[Openmp-dev] Experimental SPIR-V back-end using OpenCL 2.1

Fri Oct 20 09:40:38 PDT 2017

Hi Jonas,

yes, other OpenCL runtimes are blocked out at the moment.
I would like to just test on "OpenCL 2.1", but that would block the AMD 
runtime. (I hope, this will change in future)
It is the proprietary AMD OpenCL SDK, part of the AMDGPU-Pro driver. 
ROCm states to only support OpenCL 1.2 runtime, but it might be worth a 
test.

Part of SPIRV-Tools is a validator, but this may be too much overhead. 
You mean checking the magic number? Good idea!

Thanks,
Daniel

On 10/20/2017 06:23 PM, Jonas Hahnfeld wrote:
> Hi Daniel,
>
> interesting work!
>
> Two question:
>  - With the latest commit, you perform a strncmp with "OpenCL 2.0 
> AMD". Does this mean that all other OpenCL implementations are 
> effectively blocked out?
>  - Is this the proprietary AMD OpenCL SDK or the "new" ROCm stack? 
> https://rocm.github.io/
>
> One remark: For __tgt_rtl_is_valid_binary: Does SPIR-V have its own 
> machine id?
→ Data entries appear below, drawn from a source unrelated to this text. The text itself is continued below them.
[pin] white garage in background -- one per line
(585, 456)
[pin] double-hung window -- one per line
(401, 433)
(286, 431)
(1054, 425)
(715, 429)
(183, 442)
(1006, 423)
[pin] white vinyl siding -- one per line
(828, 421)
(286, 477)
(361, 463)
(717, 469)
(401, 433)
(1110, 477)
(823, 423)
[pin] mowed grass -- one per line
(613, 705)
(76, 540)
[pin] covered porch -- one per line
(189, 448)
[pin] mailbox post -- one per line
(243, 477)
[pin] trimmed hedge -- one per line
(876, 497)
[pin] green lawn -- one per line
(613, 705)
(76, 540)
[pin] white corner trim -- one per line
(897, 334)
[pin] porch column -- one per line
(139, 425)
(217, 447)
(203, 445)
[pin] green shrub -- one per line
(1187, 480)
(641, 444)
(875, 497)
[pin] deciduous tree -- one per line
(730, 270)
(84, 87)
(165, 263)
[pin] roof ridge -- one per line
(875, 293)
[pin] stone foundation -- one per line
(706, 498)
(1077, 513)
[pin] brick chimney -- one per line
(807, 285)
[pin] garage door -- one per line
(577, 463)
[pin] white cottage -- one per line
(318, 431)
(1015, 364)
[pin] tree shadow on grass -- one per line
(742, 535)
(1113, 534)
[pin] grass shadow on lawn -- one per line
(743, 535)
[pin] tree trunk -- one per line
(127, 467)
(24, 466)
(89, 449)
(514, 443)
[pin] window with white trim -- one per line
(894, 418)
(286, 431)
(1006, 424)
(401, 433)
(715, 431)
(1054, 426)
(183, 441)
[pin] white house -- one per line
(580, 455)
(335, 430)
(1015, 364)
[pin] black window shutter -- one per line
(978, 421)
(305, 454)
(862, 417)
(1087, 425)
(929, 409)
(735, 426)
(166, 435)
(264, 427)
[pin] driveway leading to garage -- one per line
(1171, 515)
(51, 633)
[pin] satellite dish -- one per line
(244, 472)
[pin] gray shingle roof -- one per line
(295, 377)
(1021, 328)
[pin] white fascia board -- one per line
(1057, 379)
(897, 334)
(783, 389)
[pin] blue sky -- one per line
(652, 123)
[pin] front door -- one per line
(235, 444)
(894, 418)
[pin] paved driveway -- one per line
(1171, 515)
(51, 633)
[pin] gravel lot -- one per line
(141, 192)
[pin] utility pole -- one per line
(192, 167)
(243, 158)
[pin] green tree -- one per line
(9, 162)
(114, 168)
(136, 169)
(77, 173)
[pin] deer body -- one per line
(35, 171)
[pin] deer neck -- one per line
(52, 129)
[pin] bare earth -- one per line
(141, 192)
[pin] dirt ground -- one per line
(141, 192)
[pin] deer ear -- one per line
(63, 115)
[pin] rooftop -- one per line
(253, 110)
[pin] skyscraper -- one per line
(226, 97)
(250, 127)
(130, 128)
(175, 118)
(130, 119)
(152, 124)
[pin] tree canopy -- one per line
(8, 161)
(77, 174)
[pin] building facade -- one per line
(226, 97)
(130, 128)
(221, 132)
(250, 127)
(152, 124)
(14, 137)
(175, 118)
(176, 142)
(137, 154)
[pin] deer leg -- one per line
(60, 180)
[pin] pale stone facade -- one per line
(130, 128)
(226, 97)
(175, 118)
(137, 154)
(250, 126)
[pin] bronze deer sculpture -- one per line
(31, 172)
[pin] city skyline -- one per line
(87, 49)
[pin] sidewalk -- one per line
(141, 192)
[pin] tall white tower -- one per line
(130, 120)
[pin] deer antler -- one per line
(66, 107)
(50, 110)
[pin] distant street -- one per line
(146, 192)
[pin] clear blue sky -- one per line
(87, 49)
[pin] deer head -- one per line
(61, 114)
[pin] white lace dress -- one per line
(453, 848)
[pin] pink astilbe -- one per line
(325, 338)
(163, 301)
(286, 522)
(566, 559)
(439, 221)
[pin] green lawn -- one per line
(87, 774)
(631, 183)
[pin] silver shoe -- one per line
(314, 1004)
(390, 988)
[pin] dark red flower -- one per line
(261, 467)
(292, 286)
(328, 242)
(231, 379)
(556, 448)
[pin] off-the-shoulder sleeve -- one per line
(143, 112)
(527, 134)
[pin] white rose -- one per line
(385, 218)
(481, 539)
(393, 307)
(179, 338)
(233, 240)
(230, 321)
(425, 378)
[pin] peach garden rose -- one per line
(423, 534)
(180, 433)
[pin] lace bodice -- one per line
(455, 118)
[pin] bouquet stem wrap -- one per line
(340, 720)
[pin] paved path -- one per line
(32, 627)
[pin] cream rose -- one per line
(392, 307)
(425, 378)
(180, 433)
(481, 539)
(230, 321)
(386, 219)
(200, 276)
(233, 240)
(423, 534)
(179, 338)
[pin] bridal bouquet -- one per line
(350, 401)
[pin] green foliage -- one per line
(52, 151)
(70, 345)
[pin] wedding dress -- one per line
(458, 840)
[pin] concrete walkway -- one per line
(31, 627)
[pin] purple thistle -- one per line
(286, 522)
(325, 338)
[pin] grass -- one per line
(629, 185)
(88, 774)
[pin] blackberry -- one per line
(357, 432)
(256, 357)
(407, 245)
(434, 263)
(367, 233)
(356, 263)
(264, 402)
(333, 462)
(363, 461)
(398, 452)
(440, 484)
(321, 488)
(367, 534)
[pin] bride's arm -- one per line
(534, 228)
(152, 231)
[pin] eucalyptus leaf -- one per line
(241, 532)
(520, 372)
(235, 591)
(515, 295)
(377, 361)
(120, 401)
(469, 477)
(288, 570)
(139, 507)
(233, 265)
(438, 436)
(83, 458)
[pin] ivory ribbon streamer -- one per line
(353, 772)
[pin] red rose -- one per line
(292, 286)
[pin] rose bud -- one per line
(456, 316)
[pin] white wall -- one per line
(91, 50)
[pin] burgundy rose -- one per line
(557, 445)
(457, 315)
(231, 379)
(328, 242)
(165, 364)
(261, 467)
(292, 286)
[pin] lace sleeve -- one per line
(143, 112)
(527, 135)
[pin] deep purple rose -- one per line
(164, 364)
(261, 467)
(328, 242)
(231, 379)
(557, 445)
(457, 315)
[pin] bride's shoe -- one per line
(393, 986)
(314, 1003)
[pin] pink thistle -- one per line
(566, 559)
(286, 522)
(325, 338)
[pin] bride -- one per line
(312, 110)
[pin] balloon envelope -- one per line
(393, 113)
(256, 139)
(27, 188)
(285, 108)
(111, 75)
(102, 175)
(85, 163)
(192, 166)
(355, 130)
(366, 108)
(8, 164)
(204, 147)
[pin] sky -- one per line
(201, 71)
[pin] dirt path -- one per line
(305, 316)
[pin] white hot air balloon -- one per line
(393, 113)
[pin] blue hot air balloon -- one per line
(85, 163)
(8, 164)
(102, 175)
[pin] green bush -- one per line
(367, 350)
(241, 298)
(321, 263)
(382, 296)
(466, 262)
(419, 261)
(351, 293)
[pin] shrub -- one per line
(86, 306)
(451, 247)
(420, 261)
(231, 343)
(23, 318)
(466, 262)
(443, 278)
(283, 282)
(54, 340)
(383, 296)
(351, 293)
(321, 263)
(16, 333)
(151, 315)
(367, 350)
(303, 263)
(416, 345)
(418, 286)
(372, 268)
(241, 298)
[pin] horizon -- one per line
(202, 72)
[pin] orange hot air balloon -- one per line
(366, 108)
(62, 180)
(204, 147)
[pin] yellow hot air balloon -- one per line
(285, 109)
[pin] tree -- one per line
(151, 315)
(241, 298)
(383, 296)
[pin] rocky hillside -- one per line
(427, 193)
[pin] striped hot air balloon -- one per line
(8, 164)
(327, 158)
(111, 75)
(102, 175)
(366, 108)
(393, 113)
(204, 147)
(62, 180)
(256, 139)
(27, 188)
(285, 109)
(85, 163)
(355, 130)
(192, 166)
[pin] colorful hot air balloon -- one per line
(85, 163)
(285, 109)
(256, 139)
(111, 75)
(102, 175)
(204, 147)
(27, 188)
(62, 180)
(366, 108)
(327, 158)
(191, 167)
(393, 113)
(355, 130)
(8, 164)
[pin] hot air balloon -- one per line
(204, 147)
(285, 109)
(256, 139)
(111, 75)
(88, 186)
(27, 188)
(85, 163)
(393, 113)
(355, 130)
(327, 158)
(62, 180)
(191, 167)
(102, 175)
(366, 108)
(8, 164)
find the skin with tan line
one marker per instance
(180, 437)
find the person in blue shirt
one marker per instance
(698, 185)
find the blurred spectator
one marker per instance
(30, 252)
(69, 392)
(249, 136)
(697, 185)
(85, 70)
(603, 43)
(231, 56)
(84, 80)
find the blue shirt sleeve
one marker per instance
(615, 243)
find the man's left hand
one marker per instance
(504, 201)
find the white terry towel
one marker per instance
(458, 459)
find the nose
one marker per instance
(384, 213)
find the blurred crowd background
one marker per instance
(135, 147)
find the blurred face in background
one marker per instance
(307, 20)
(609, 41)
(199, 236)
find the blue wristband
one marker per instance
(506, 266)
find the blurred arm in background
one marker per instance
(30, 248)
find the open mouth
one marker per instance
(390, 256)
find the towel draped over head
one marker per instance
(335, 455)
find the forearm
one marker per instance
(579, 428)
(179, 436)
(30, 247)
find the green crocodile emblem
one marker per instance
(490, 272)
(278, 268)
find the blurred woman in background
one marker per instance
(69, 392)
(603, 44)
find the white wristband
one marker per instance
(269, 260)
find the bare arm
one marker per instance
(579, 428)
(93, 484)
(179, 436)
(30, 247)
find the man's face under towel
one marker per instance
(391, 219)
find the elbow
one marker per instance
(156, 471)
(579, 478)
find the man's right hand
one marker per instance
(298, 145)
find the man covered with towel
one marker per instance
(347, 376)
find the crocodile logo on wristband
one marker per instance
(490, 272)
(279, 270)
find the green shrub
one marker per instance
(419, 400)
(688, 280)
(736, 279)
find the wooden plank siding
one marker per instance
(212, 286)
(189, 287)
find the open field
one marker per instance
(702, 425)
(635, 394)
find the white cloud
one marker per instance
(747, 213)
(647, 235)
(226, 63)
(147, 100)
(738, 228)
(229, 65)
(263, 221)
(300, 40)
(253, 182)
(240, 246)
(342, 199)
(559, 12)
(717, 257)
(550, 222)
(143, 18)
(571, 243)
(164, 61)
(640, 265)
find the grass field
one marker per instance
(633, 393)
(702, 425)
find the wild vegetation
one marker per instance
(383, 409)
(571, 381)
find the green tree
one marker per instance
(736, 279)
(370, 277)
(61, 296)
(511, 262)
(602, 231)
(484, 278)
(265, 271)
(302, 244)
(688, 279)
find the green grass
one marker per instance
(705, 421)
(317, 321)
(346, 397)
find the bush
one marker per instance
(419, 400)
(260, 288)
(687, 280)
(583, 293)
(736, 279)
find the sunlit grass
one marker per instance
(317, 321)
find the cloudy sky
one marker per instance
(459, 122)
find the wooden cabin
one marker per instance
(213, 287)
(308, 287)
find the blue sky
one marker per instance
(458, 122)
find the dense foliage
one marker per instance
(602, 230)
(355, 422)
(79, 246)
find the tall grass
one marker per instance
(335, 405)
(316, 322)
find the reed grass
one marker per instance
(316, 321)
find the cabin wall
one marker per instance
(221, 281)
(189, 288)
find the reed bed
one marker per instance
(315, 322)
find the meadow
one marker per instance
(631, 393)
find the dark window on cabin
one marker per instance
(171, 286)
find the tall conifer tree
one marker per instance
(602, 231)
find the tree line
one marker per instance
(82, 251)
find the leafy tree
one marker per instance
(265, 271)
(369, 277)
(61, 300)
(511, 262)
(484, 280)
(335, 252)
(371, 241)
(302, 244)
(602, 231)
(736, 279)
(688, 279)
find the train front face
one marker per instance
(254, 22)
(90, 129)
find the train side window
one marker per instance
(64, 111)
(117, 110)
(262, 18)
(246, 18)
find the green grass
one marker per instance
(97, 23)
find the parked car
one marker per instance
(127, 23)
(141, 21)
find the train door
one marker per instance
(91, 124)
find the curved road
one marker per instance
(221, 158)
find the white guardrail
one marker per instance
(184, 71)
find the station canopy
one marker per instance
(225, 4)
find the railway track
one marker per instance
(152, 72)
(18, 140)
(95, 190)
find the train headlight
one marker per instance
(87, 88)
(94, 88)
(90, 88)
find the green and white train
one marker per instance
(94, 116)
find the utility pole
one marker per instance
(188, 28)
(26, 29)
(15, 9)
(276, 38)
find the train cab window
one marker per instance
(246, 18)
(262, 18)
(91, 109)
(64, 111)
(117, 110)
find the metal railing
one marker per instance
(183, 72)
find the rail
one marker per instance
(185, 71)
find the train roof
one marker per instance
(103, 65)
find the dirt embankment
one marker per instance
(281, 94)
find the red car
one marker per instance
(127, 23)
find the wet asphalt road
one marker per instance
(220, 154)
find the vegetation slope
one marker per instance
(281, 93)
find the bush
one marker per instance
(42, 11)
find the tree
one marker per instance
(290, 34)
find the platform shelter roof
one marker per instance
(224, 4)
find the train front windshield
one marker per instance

That's how the CUDA plugin detects compatible binaries...
>
> Cheers,
> Jonas
>
> Am 2017-10-20 11:24, schrieb Daniel Schürmann via Openmp-dev:
>> Thanks for all the help!
>>
>> These benchmarks, especially lulesh, showed me that my approach of
>> setting the address spaces manually according to their scope doesn't
>> work(*) and that I have to use the generic address space
>> like the nvptx backend does.
>>
>> Now with this much more robust version, I decided to make my project
>> public:
>>
>> My clang fork is available at
>> https://github.com/daniel-schuermann/clang
>>
>> and the openmp runtime fork at
>> https://github.com/daniel-schuermann/openmp
>>
>> and the necessary llvm fork (for generating SPIR-V) is from
>> https://github.com/thewilsonator/llvm/tree/compute
>>
>> All 3 of them might need a pull from upstream as they are not always
>> synced.
>>
>> libomptarget-spir needs an OpenCL runtime which supports SPIRV kernels
>> (with OpenCL 2.1 headers).
>> Unfortunately, the Intel OpenCL runtime started to segfault with the
>> change to generic address space.
>> Therefore, the only working OpenCL runtime I know of is AMDGPU-Pro.
>>
>> The follwing pragmas should work for now:
>> #target (enter/exit data)
>> #teams
>> #distribute / parallel for
>> #master
>> #barrier
>>
>> as well as the clauses:
>> map, shared, private, firstprivate, lastprivate, schedule
>>
>> A device runtime is not planned for the moment (I also don't know, how
>> to compile and link OpenCL sources into libomptarget), but the
>> generated code works independently from runtime functions.
>>
>> For those more adventurous, you can (try to) build your sources with
>> -fopenmp -fopenmp-targets=spir64-unknown-unknown
>> For C++, I recommend to add -fno-exceptions and -O0 as there seem to
>> be optimizer passes enabled
>> which don't work for spir.
>>
>> I would be very thankful for some feedback (I hope, it won't get too
>> depressing).
>> Although I am not able to accept pull requests at the moment for legal
>> purposes,
>> I would welcome any hint to make the implementation more robust and
>> complete
>> as well as statements about (not) working programs.
>> (no comments on code style please, this can be fixed later °°)
>>
>> Kind regards,
>> Daniel
>>
>> (*) While this is a valid program snipped,
>>
>> #pragma omp target map(to:a[0:n])
>> { int * b = a; }
>>
>> it doesn't work if |a| is a pointer to addrSpace(1) (cl_global) and
>> |b| gets allocated as pointer to cl_private.